Compiling on AMD Opteron: Loop not vectorized: not countable

I am attempting to compile gaussian03 and pgf77 (5.1-3 linux86-64) gives me the message:
“Loop not vectorized: not countable”

while when I compile the same source for the 32-bit arch it seems to vectorize fine. See details below:

" 9, Unrolling inner loop 4 times
Generated prefetch instructions for 2 loads and stores
Timing stats:
vectorize 16 millisecs 100%
Total time 16 millisecs"

vs. (with linux86-64)

" 9, Loop not vectorized: not countable
Timing stats:
Total time 0 millisecs"

Perhaps there is no real problem here, but it looks like there might be.

Thanks,
Bob

Sorry for getting back to you so late, but I’ve been pondering this. Unfortunately, nothing solid comes to mind.

Some guesses might be:

Your using slightly different options for 64-bits which gives a different behavior.

The 64-bit source has been ported from 32-bits, hence is slightly different. Are the Define (-D) flags the same?

Try compiling the file on a 64-bit system using the standard flags plus “-tp k8-64”. Recompile again using “-tp k8-32”. Do you still see a difference? The “-tp” option tells the compiler the target architecture. k8-64 generates 64-bit code for Opteron while k8-32 generates 32-bit code.

  • Mat

Thanks for the suggestions Mat! Below I provide more information as per your suggestions. I hope it helps!

1) The reason I even noticed this was comparing two different compilations at k7 and k8-64:

k7:
pgf77 -mp -O2 -tp k7 -Mreentrant -Mrecursive -Mnosave -Minfo -Mneginfo -time -fast -Munroll -Mvect=assoc,recog,cachesize:262144,prefetch -c aabs.f
aabs:
9, Unrolling inner loop 4 times
Generated prefetch instructions for 2 loads and stores
Timing stats:
Total time 0 millisecs

opteron (k8-64):
pgf77 -i8 ‘-mcmodel=medium’ -mp -O2 -tp k8-64 -Mreentrant -Mrecursive -Mnosave -Minfo -Mneginfo -time -fast -Munroll -Mvect=assoc,recog,cachesize:1048576 -c aabs.f
aabs:
9, Loop not vectorized: not countable
Timing stats:
init 16 millisecs 100%
Total time 16 millisecs



2) As you suggested, I tried the same compile line while just changing -tp from “k8-64” to “k8-32” and it no longer gives the “not countable” error and appears to unroll the loops.

Hmm… Not sure where to go from here??

I see two possible reasons.
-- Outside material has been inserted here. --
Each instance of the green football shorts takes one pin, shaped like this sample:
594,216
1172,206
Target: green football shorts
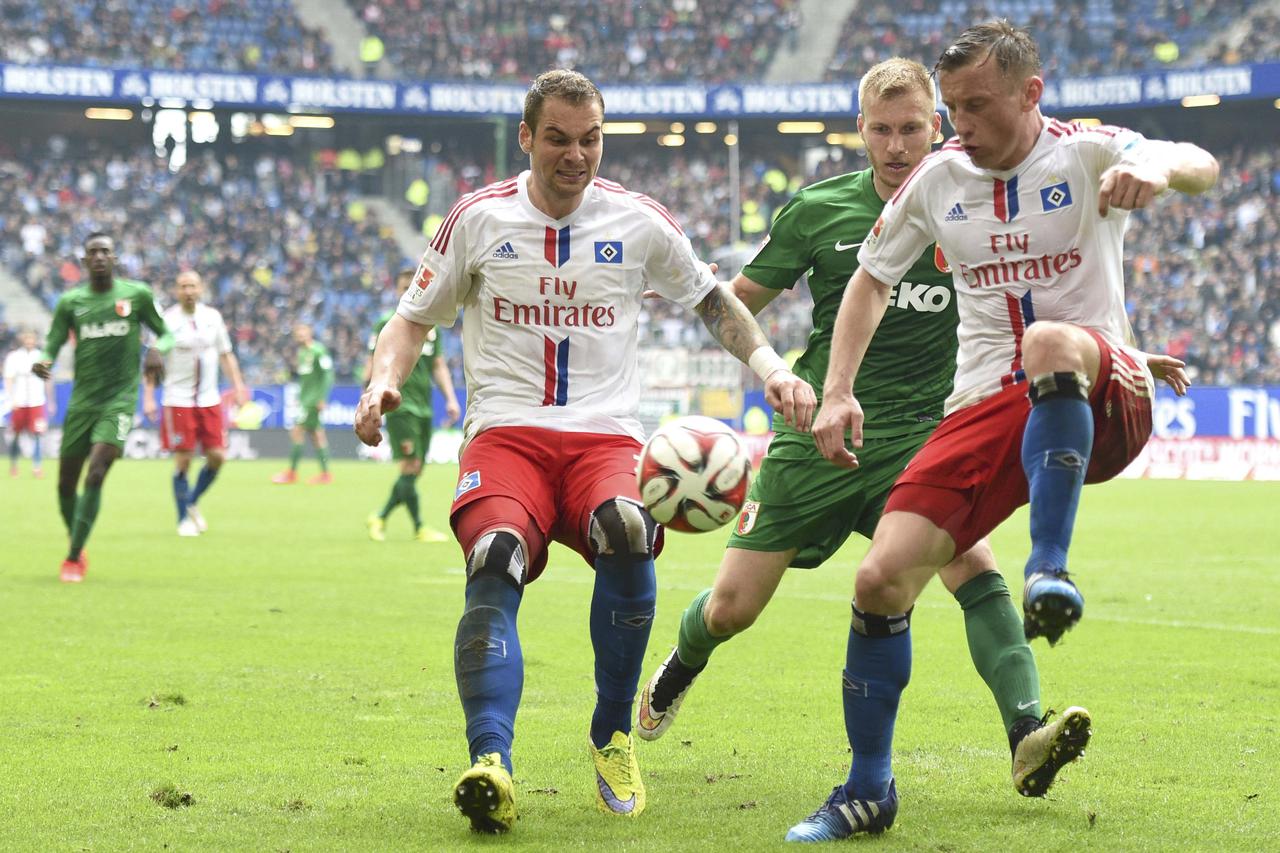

One might be because of the code generator being used and the second is because of “-i8”.

We actually use two separate 32-bit code generators, one for older x87 systems and a second for SSE2 enabled systems. k8-64 systems only use the SSE code generator. In your example, the k7 system is using the old CG and the k8-64 is using the new CG. To test this theory, you’d need to compile with and without “-Mscalarsse” on a k8 or p4 system. “-Mscalarsse” tells the compiler to use the new CG. To determine which is actually being used, compile with “-v” and see which directory pgftn is being pulled from. “…/linux86/5.1/bin/p3/pgftn” is the old and “linux86/5.1/bin/newcg/pgftn” is the new.

The second possiblity is because of “-i8”. With the 5.1 and 5.0 compilers we were missing some optimiziation opportunities when “-i8” was present. This might be one of them. We greatly enhanced our “-i8” optimizations with 5.2, so you might want to try the newer release. You can also try, as an experiment, compiling without “-i8”. Of course, leave “-i8” for your actual build since you might need it for C and Fortran interoperability.